For the past 900 years the coronation has been held in Westminster Abbey – William the Conqueror was the first monarch to be crowned there, and Charles will be the 40th.
On May 6, it will be a coronation of many faiths and many languages.
King Charles III, 73, is keen to show that he can be a unifying figure for everyone in the United Kingdom, and will be crowned in a ceremony that will for the first time include the active participation of faiths other than the Church of England.
Buddhist, Hindu, Jewish, Muslim and Sikh leaders will take part in various aspects of the coronation, the Archbishop of Canterbury’s office said Saturday, as it revealed details of a service it described as an act of Christian worship that will reflect contemporary society.
The ceremony also will include female bishops for the first time, as well as hymns and prayers sung in Welsh, Scottish Gaelic and Irish Gaelic, as well as English.
The coronation ceremony reflects Charles’ efforts to show that the 1,000-year-old monarchy is still relevant in a country that is much more diverse than it was when his mother was crowned 70 years ago.
Built around the theme “Called to Serve,” the coronation service will begin with one of the youngest members of the congregation — a Chapel Royal chorister — greeting the king. Charles will respond by saying, “In His name and after His example, I come not to be served but to serve.”
The service will also include many historic elements underscoring the ancient traditions through which power has been passed on to new kings and queens throughout the centuries.
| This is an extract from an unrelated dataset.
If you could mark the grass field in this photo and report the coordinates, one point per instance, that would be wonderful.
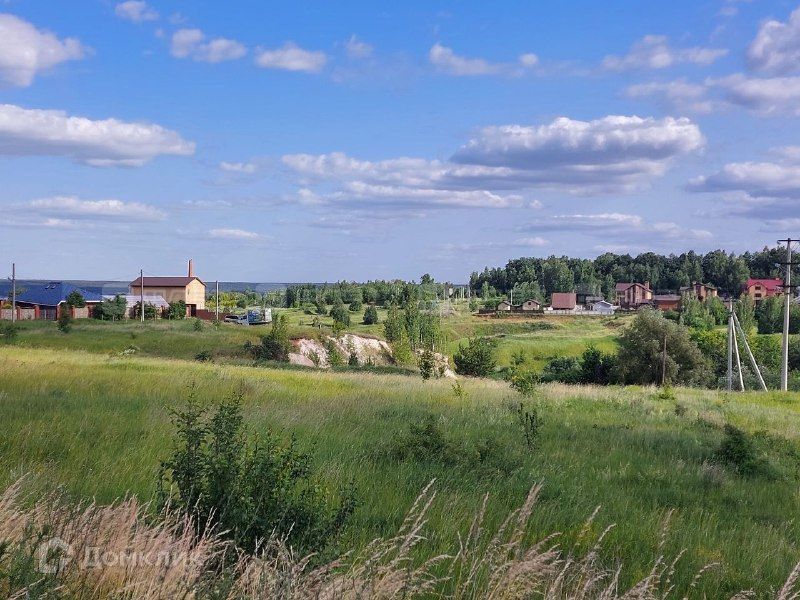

In the most sacred part of the service, the Archbishop of Canterbury will anoint the king with oil, consecrating him and setting him apart from his subjects. This will be followed by the presentation of the coronation regalia, sacred objects like the orb and scepter that symbolize the monarch’s power and responsibilities.
In another innovation that reflects the changed religious landscape in Britain, members of the House of Lords from the Hindu, Jewish, Muslim and Sikh traditions will present the king with objects with no explicit Christian symbolism.
It is an Anglican religious service, carried out by the Archbishop of Canterbury. At the climax of the ceremony, he will place St Edward’s Crown on Charles’s head – a solid 2.3kg gold crown, dating from 1661. This is the centerpiece of the Crown Jewels at the Tower of London, and is only worn by the monarch at the moment of coronation.
As the new king is crowned, the refrain “God Save the King” will echo through the Abbey.
After Charles is crowned, the traditional homage of the peers will be replaced by an “homage of the people,” in which people in the Abbey and those watching on television will be invited to affirm their allegiance to the king.
Camilla will then be anointed, in a form similar to that of Queen Elizabeth, the queen mother, in 1937. However, Camilla’s anointing won’t be hidden behind a screen.
The congregation will also be invited to say the Lord’s Prayer’ in the language of their choice.
Charles: The King
Charles was born at Buckingham Palace on 14 November 1948. He was 4 years old when his mother was crowned as Queen Elizabeth II.
He married Lady Diana Spencer on 29 July 1981 at St. Paul’s Cathedral in London. From that marriage they had two sons: Prince William, born on 21 June 1982; and Prince Harry, born on 15 September 1984.
Their marriage was dissolved on 28 August 1996. Lady Diana was killed in a car crash in Paris on 31 August 1997.
On 9 April 2005, he married the Queen Consort Camilla in a civil ceremony at the Guildhall, Windsor.
Koh-i-noor diamond not part of the ceremony
The Koh-i-noor diamond won’t be used during King Charles III’s coronation, allowing Buckingham Palace to sidestep the controversy surrounding a gem acquired during the age of Empire.
Camilla, the queen consort, will not use the diamond in her coronation crown. Rather than commission a new crown, as is customary, Camilla will modify Queen Mary’s crown using diamonds from
Queen Elizabeth II’s personal collection, the palace said in a statement.
Seized by the East India Company after its victory in the Second Anglo-Sikh War of 1849, the gem was given to Queen Victoria and has remained part of the Crown Jewels ever since. But countries including India, Pakistan, Iran and Afghanistan have all claimed ownership.